Absorbé par notre oeuvre, je n'accordais que peu d'attention à ce qui m'entourait, ne me rendant pas compte que de cela dépendait mes chances de survie, de réussite. Le combat pour franchir les illusions de Num se poursuivait, interminable, et ceux qui avaient accepté de m'aider tentaient par tous les moyens de me délier de cette guerre qui ne pouvait être gagnée. Nous parvînmes cependant à aller plus loin encore, jusqu'à parvenir devant le dernier Gardien, la créature d'Ivoire. Grâce à l'amour qui emplissait le coeur des sept porteurs de talismans, je parvins à réaliser en moi le paradoxe, être et ne pas être en un même instant et le dernier des sept premiers Gardiens fut terrassé.

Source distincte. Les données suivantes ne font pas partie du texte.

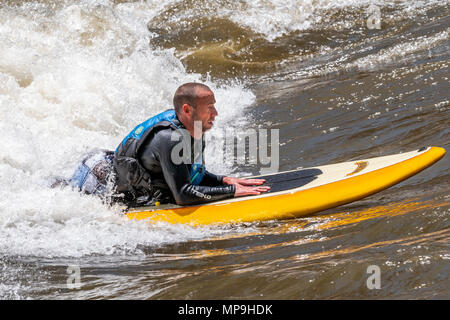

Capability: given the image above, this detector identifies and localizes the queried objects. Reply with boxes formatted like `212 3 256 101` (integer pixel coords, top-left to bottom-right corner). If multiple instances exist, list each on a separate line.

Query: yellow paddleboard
126 147 445 225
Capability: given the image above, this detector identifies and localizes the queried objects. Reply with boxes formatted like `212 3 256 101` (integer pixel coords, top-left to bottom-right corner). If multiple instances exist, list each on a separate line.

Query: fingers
235 186 270 197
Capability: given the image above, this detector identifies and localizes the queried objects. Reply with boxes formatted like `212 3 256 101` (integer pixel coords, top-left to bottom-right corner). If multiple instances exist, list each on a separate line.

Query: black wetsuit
67 110 236 207
138 127 235 205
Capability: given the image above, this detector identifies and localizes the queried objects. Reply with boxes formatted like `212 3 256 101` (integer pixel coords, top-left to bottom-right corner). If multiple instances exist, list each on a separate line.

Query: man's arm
150 130 236 205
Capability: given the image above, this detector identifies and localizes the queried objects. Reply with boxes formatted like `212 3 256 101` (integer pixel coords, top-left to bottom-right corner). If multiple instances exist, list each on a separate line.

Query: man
65 83 270 206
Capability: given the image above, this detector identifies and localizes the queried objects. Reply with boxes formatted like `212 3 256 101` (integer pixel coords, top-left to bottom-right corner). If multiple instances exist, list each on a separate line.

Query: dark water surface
0 0 450 299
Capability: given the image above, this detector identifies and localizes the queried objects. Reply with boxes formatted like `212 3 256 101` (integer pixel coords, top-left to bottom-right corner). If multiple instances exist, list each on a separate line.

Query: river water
0 0 450 299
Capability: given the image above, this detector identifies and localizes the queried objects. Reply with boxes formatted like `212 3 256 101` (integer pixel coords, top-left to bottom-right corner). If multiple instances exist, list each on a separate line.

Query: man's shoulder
149 127 183 148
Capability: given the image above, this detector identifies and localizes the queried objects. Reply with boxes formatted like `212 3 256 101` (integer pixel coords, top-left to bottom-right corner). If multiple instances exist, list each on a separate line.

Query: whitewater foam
0 1 254 257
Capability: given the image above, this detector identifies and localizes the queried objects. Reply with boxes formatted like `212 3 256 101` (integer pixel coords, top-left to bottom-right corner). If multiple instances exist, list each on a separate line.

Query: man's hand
222 177 270 197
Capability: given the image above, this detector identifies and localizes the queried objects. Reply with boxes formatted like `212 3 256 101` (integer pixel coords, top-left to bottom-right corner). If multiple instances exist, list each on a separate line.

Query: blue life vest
114 109 205 192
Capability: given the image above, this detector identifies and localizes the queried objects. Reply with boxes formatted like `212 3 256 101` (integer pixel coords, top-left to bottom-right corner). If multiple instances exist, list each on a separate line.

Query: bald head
173 82 212 114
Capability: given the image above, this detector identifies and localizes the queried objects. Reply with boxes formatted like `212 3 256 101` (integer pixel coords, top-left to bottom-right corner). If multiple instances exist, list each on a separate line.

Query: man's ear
181 103 192 115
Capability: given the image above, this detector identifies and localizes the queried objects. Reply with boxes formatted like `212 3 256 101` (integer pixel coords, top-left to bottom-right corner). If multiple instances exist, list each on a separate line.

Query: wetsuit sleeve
151 130 235 205
200 170 224 187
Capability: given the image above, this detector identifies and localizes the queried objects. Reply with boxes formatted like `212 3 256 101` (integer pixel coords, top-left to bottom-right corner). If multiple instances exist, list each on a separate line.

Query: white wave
0 1 254 257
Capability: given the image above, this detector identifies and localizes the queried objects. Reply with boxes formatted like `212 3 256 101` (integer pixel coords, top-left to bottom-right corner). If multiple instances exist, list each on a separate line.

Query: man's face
193 89 218 132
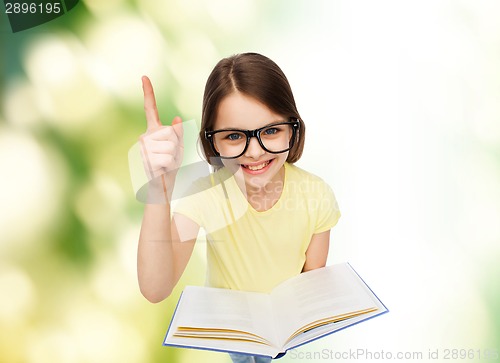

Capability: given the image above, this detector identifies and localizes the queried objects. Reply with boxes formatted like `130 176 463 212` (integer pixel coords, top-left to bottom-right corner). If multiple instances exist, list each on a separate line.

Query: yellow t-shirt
174 163 340 292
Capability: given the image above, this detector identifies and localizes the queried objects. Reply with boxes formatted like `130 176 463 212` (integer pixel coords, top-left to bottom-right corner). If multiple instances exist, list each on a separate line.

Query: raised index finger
142 76 161 130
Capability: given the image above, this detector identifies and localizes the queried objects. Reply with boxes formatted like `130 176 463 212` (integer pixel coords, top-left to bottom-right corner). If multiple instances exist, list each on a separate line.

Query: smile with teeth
242 160 271 171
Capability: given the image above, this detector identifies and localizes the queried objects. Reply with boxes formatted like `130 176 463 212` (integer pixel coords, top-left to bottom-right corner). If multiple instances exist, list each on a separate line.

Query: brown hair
200 53 306 167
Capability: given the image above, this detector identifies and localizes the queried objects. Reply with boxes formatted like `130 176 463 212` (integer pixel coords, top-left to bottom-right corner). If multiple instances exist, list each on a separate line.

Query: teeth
246 161 269 171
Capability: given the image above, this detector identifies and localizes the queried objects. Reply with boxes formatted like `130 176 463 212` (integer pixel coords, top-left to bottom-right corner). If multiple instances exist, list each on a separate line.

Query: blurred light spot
83 0 125 16
24 34 107 133
68 306 150 363
3 80 40 127
92 255 139 309
0 266 35 323
0 129 65 253
168 31 219 117
25 327 81 363
470 98 500 147
85 14 166 99
118 226 141 279
75 173 125 233
200 0 257 35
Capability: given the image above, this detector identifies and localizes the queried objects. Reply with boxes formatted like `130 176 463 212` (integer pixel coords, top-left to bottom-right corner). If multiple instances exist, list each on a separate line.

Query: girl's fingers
142 76 161 131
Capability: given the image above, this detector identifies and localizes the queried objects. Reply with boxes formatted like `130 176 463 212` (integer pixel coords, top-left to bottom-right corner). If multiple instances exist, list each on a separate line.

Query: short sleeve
314 181 340 234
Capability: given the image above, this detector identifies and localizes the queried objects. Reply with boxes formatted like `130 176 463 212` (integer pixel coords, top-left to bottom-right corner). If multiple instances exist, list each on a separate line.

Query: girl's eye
226 133 241 141
264 127 279 135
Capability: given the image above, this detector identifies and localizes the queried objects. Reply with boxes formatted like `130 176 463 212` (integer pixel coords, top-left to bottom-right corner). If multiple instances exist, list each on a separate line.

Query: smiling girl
138 53 340 362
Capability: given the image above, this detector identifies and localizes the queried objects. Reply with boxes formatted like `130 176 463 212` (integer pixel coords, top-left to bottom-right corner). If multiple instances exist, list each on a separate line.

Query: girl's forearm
137 178 176 303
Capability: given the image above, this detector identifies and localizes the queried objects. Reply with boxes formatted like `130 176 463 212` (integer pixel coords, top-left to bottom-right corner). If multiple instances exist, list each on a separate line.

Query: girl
138 53 340 362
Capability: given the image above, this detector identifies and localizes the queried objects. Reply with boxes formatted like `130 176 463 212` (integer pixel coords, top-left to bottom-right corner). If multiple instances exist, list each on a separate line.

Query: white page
167 286 276 345
272 263 376 344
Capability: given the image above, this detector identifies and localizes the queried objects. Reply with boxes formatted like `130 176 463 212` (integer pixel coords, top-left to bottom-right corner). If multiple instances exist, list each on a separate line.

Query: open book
163 263 388 358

La danse n'était cependant pas terminée, car toujours la femme du Volkhard étais prise au piège dans les tentacules de Num, et il vint un jour où je dus m'engager à nouveau dans les pièges de Num, pour tenter de l'en délivrer avant qu'il ne soit trop tard. Par delà le premier cercle de Gardiens, un univers de miroirs machiavéliques se révéla, et moi qui avais pensé m'en sortir sans trop de mal, je me rendis compte que tout mon pouvoir ne suffirait pas à déceler celui qui contenait l'image de Drachilda. Au moment où je l'aperçus enfin, il était déjà trop tard, et je vis mes griffes se diriger dans un geste qui ne pouvait être arrêté vers ce reflet qu'entre tous je devais épargner. Usant du paradoxe qui m'avait été dévoilé, je me décalais et pris pour moi le coup, mortel. Drachilda fut libérée, et moi je tombais sans fin dans le néant, certain d'avoir été vaincu, mais heureux que ma mort ait pu rendre la vie à celle que mon Frère aimait. Ce geste prit une toute autre signification quand je me rendis compte qu'il m'avait permis de franchir le dernier voile de Num, m'amenant devant l'entité qui gardait l'ultime porte, le Gardien d'Ivoire. Je compris à cet instant que la fin de ma route se trouvait devant moi, et me préparais à livrer mon dernier combat, quand bien même l'issue ne faisait aucun doute, je n'étais plus qu'une âme en peine, seule et sans le moindre pouvoir en ce lieu. Les plans si soigneusement élaborés par Til-Bora vacillèrent, perdant toute substance, anéantis par ce piège aux infinis reflets qu'était la cité pétrifiée.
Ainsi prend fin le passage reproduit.